Colombian indigenous people are marching towards Bogota

The social Indigenous Minga march to Bogota to meet with Colombian President Iván Duque, will reach the capital on Monday morning.

The indigenous associations of Colombia are marching towards the capital Bogota to meet with President Iván Duque.

They march for the protection of life, territory, democracy and peace. 

Indigenous, African-Colombian and peasant farmer organisations are demanding a meeting with President Iván Duque to address the chronic violence and state abandonment which continues to impact their communities despite the signing of the 2016 peace agreement. Human rights groups and students have also joined the mobilisations.

Indigenous and peasant movements are setting off to Bogota after the president refused to meet them in Cali. Thousands of people have mobilised to demand urgent action over Colombia’s spiralling human rights crisis.

The north Cauca region at the forefront of the Minga has been impacted more than virtually anywhere else in Colombia else by the human rights crisis.
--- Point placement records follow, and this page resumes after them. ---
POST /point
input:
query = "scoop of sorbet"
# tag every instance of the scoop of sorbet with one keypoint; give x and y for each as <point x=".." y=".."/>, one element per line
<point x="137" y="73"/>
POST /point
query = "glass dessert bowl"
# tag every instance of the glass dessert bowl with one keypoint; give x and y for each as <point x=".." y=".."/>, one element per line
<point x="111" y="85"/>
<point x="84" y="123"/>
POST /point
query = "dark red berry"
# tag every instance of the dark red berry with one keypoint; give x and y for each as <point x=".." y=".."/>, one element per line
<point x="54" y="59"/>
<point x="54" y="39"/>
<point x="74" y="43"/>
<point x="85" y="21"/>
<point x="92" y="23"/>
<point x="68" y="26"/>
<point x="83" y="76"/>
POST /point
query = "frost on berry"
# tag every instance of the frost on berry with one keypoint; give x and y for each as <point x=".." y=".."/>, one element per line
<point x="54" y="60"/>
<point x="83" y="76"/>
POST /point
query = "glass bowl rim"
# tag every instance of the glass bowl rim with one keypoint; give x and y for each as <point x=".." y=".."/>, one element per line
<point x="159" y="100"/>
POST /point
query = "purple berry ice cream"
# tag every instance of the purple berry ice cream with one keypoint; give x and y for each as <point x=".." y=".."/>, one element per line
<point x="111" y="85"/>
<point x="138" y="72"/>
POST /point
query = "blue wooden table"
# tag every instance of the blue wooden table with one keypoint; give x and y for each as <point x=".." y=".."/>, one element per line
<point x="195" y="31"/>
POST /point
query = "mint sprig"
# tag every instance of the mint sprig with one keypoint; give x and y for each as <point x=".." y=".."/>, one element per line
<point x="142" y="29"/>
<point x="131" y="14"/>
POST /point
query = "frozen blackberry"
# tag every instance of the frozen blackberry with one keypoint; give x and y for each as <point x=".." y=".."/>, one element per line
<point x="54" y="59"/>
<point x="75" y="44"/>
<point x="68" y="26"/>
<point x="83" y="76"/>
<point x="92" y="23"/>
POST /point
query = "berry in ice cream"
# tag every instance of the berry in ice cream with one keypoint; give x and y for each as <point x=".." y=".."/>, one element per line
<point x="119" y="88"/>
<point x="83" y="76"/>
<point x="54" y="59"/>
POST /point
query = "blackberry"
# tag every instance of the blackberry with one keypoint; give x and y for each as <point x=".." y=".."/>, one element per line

Cauca has seen the highest number of murders of social activists in the country, with indigenous communities particularly targeted. According to the INDEPAZ human rights organisation, 47 indigenous leaders have been murdered in Cauca in 2020. With Colombia having seen a major rise in massacres this year, approaching double the number of recorded cases during the whole of 2019, nine of the 67 massacres recorded so far this year have been committed in Cauca.

On Thursday the march stopped in Armenia while today they are expected to cross the new La Línea tunnel and arrive in Tolima.

The march will be then go from Ibagué to Fusagasugá, where they hope to arrive on Saturday, October 17.

Finally, the last stop before entering Bogotá will be the municipality of Soacha, where they will spend the night of Sunday and enter the capital on Monday morning.

Social and student organizations have also joined the march.

The members of this caravan have also assured that the security protocols established to prevent the Covid-19 have been complied with and that they will travel with makukos. These traditional doctors handle medicine from medicinal plants.